The Coast Guard says it found the two in Totem Bay on the southern shore of Kupreanof Island, nearly 30 miles southwest of Petersburg, just after 11:00 a.m. on Sunday.

The two boaters were reported to have left Island Point Lodge the morning before in an 18-foot aluminum skiff. They were expected back by Saturday evening.

When they had not returned Sunday morning, fellow guests at the lodge contacted the Coast Guard.

The Coast Guard sent a 29-foot response boat with a Seattle-based crew that’s deployed in Petersburg this year along with the cutter Elderberry and a Jayhawk helicopter from Air Station Sitka.

The crew of the response boat located the two on shore at 11:13 a.m. and transported them to Petersburg. Both men were reported to be in stable condition. One had a minor hand injury.

Petersburg Volunteer Fire Department spokesman David Berg said local volunteers responded to meet the Coast Guard Sunday.

“These two had been out in this lodge’s boat and were fishing,” Berg said. “The boat capsized. They spent a couple hours in the water. Fortunately they were well dressed for weather with rain gear and not a lot other emergency equipment available with them. A lot of that went down with the boat. But they were able to get a small buoy and swim to shore and spent the evening, all night on the beach.”

Berg said the two used that buoy to get the attention of rescuers. They were not transported to the local medical center but returned to the lodge.

KFSK reached out to Island Point Lodge to try to contact the boaters, but the lodge declined to comment. Island Point is one of the sport fishing lodges on the Wrangell Narrows south of Petersburg, and guests use the lodge’s skiffs for halibut and salmon fishing in the area.

Bar service returns to 2 Alaska ferries

Passengers watch the scenery go by on the ferry Matanuska's forward deck during a May 3, 2017, sailing from Juneau to Haines. (Photo by Aaron Bolton/KSTK)
Passengers watch the scenery go by on the ferry Matanuska’s forward deck during a May 3, 2017, sailing from Juneau to Haines. (Photo by Aaron Bolton/KSTK)

The Alaska Marine Highway System has reopened bars on two state ferries. The ferry system eliminated bar service in 2015 as a cost saving measure.
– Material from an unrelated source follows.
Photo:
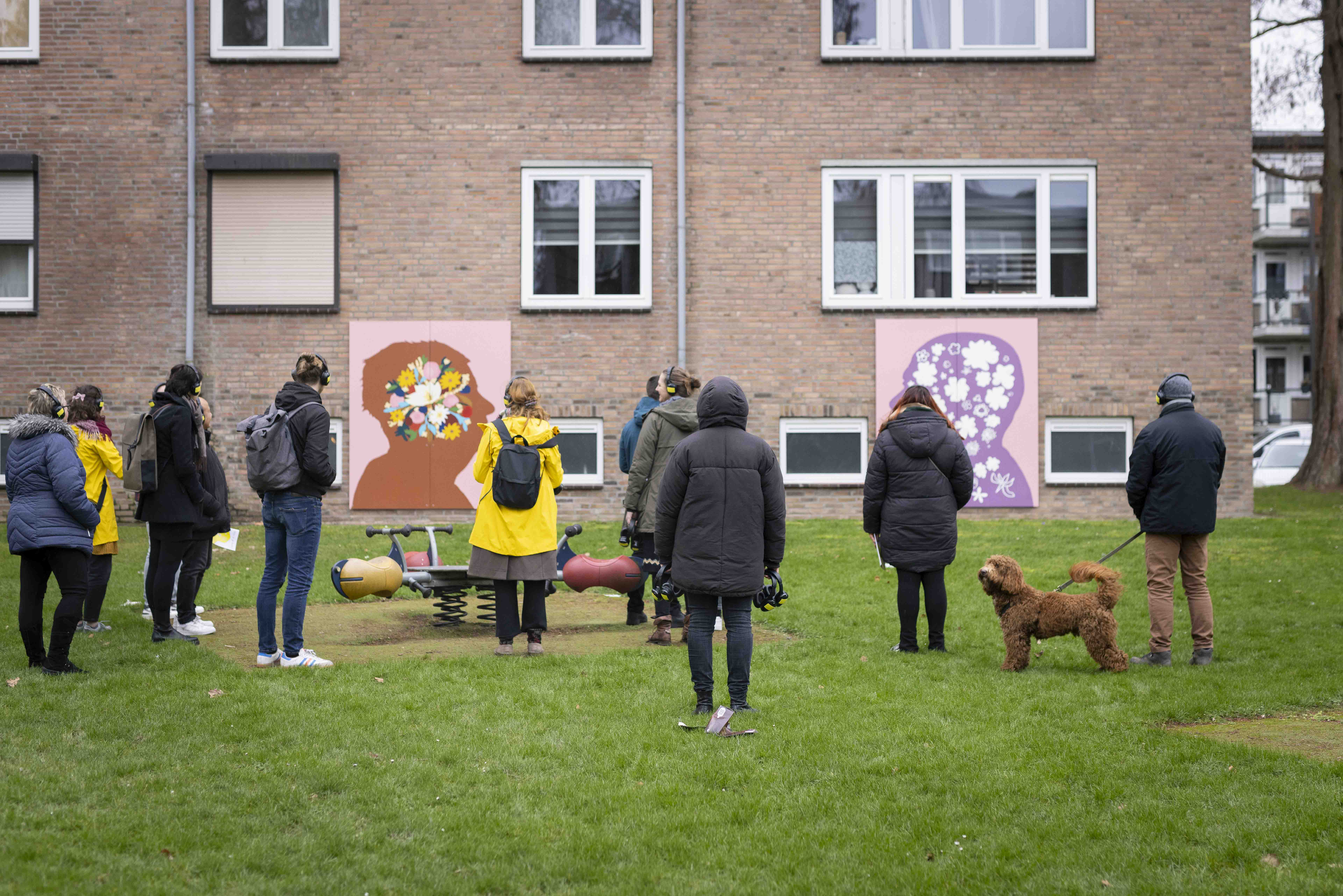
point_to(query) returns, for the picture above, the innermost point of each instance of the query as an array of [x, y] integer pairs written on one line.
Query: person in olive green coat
[[663, 430]]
The state ferry system started serving beer and wine again on two ships, the Matanuska and Kennicott, in late May and early June.

Alaska Department of Transportation spokesman Sam Dapcevich said existing personnel were able to open the bars on those two ships for limited hours.

“We’re serving like Alaskan Brewing Company beer in bottles and cans,” Dapcevich said. “We have some wines, seltzers. We’re also serving like popcorn, chips and pretzels, and we’re working towards offering pre-packaged mixed drinks. And so far the response has been very positive.”

Dapcevich said this year ferry managers were looking for ways to improve the travel experience.

“I think the consensus from our AMHS team was, yeah, if we can do it, let’s do it,” he said. “As you know, we’re already dealing with staffing shortages, so we wanted to see how we could do it without having to hire specific bar tenders.”

The Matanuska offers service between Bellingham, Washington, Prince Rupert, British Columbia and Southeast Alaska this summer. The Kennicott has sailings from Bellingham to Kodiak. The service could expand to other ships operating this year.